With his family hidden, Erbstein began to plot his escape from the labor camp. Along with four other men, including Bela Guttmann, who would go on to lead Portuguese football club Benfica to European Cup glory in 1961 and 1962, Erbstein staged a daring exit.

The men were placed on a train to Germany but jumped out of the window and to safety without alerting the guards.

Erbstein headed to join his wife and daughters but was kept hidden so as not to alert the neighbors, who may have informed the authorities of his presence. It was there that the Erbstein family managed to obtain false documentation in a bid to hide their identity.

By December 1944, many of Hungary’s Jews had moved to houses under the protection of Swedish diplomats.

Raoul Wallenberg, who led the Swedish Embassy in Budapest, helped save thousands of Jewish lives by issuing protective papers and housing them in buildings owned by his government.

Erbstein was one of those taken in by Wallenberg, and remained there until the end of the war when he returned to his family.

A year later, the Erbsteins moved back to Turin and Ernő resumed duties at Torino, which had won two league titles during his absence.

Working together alongside club president Ferrucio Novo, who kept in touch with Erbstein throughout his time in Budapest, he would guide Torino to two more league titles and leave the club on the brink of domination.

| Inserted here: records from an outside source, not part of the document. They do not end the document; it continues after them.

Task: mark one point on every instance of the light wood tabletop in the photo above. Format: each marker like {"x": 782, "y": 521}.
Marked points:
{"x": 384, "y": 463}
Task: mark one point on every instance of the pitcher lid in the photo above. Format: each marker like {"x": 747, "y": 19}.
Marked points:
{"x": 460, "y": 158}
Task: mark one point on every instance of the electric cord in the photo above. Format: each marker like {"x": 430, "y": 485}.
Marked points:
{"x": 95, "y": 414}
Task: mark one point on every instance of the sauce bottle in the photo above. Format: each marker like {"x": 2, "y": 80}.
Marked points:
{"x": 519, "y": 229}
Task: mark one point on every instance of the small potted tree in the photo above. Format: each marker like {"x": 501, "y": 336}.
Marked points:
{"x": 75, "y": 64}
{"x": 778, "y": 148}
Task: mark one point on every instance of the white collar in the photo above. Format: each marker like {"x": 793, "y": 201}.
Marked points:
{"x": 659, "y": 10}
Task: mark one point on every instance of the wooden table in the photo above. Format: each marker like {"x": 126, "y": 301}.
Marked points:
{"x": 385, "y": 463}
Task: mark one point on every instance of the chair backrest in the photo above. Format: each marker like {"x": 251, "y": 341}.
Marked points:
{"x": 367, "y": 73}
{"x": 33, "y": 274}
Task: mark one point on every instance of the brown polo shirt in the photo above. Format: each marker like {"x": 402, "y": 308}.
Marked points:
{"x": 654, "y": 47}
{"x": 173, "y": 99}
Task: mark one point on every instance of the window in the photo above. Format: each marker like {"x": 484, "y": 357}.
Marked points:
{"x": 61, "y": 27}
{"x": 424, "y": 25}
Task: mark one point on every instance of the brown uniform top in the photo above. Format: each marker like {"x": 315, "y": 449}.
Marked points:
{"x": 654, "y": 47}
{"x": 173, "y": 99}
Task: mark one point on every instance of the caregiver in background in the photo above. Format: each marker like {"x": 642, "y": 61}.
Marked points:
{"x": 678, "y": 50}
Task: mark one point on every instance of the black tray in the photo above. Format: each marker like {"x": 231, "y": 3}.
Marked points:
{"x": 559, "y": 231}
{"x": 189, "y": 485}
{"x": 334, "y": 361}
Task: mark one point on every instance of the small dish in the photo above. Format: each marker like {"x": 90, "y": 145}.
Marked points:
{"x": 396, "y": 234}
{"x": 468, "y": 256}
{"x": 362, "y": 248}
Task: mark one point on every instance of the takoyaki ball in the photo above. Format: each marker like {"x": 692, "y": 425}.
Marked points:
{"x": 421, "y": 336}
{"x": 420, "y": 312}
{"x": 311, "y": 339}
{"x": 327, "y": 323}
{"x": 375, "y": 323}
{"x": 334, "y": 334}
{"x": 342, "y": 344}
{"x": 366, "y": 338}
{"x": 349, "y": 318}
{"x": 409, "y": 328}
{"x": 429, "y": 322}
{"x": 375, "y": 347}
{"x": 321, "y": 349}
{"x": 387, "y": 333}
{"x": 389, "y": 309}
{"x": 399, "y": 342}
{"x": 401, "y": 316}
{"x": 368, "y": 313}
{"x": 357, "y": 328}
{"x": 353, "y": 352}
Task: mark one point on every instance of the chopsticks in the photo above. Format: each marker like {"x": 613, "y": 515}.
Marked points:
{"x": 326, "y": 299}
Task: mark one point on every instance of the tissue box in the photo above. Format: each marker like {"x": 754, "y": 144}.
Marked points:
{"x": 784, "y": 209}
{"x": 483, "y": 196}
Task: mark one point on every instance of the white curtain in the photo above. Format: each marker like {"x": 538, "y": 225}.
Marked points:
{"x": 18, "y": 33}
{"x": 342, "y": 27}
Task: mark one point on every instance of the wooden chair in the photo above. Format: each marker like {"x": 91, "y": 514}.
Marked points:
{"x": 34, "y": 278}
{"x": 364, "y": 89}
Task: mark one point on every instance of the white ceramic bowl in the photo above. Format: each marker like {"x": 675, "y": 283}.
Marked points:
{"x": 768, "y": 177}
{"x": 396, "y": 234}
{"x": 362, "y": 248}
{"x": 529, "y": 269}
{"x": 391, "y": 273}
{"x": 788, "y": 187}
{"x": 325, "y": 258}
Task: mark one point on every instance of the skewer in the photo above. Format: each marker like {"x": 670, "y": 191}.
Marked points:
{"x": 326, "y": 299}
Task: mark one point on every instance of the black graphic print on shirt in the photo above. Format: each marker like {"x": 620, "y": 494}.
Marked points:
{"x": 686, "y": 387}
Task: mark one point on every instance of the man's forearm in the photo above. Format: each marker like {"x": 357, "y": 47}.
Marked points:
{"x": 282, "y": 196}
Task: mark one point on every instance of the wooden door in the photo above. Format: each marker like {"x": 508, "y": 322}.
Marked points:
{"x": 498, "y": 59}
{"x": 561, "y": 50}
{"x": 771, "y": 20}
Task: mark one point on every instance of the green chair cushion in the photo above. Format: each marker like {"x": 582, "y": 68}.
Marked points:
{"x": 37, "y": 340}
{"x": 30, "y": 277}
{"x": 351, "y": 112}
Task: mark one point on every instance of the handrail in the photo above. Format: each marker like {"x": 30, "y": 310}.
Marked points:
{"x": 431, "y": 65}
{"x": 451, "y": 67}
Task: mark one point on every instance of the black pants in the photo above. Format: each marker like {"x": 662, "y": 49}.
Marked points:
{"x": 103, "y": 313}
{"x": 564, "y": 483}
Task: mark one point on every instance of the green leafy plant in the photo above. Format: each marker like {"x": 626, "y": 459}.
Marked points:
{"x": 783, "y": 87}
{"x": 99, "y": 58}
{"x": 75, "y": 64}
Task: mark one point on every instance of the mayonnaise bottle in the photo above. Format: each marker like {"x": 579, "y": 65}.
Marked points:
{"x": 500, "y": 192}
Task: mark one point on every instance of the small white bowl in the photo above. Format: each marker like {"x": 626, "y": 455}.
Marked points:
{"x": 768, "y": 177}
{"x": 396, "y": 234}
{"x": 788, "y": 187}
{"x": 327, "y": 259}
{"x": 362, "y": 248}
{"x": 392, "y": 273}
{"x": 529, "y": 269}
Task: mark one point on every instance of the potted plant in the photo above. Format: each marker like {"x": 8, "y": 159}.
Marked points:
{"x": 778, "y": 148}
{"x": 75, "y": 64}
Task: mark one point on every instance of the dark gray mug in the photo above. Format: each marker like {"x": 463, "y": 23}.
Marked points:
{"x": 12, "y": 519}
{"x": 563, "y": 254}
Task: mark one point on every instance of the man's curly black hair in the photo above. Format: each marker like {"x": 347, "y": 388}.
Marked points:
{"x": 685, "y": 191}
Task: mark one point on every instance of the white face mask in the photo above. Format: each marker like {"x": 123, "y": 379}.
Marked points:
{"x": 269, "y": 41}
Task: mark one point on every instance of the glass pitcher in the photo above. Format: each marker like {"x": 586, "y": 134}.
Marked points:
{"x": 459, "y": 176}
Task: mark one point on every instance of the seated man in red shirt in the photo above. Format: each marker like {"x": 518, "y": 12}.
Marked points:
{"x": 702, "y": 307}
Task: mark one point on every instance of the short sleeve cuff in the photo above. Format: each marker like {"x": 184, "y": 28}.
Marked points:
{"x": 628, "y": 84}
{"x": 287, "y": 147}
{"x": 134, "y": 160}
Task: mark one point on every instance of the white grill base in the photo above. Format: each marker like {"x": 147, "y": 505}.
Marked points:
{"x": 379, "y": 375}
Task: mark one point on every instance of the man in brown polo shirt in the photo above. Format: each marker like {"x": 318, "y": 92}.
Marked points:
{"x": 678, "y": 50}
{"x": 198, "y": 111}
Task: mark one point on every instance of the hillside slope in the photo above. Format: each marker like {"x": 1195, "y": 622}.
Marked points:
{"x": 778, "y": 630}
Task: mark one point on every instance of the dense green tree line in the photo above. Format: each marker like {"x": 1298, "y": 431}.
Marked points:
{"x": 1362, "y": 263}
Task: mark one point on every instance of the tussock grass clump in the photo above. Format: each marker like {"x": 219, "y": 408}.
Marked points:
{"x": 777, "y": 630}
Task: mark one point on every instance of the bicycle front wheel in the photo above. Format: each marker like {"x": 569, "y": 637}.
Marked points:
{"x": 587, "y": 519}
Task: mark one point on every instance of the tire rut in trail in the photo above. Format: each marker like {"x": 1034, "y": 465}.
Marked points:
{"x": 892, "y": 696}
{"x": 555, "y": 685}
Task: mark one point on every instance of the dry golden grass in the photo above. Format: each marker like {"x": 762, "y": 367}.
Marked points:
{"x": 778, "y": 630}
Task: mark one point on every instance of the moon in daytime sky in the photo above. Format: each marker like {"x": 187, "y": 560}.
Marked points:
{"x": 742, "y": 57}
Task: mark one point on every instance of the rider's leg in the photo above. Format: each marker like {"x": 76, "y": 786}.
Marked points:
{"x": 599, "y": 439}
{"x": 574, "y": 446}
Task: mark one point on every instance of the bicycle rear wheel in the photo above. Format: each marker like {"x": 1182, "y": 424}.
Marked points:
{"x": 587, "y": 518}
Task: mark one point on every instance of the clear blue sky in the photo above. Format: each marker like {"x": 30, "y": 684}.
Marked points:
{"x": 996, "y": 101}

Having worked his way back to the top of the game, Erbstein had begun, slowly but surely, to move on from the terror which had plagued his life.

And yet, with the world seemingly at his feet, his life came to a shuddering halt in 1949.

On May 4, the entire Torino squad was returning to Italy from a friendly game against Benfica in Portugal when the plane crashed into a hillside and all on board were killed.

It was left to Vittorio Pozzo, a two-time World Cup winner during his time as Italy’s national coach, to identify the dead – 18 players and the management staff.

The incident still haunts Torino, with generations of supporters making the pilgrimage to the basilica every year on the anniversary of the accident.

Researching his book, Bliss joined fans visiting the Superga hillside near where the Fiat G-212 plane clipped the embankment wall of the basilica.

“It was quite amazing how all these people come every year to remember their team,” he recalled.

“It was a very moving experience.”

Erbstein’s story has attracted attention from football fans who were previously unaware of his contribution to the game and the story behind his life.

Bliss, who has gained a sizable following on Twitter since publication, hopes his comprehensive “detective work” will bring even greater exposure to the Hungarian’s tale.

“I put a lot of hard work and effort into researching every area of Erbstein’s life,” he said. “It was an untold, or forgotten life story, so I took my research very seriously and it was incredibly rewarding to uncover so much exciting material.

“It may look to be a niche topic because Erbstein isn’t particularly well known these days and the clubs he managed are not ‘superclubs’ with millions of fans around the world.

“But look beyond that and we are talking about human experiences that would move anybody – world wars, persecution, a plane crash – and sporting achievements that have rarely, if ever, been matched.”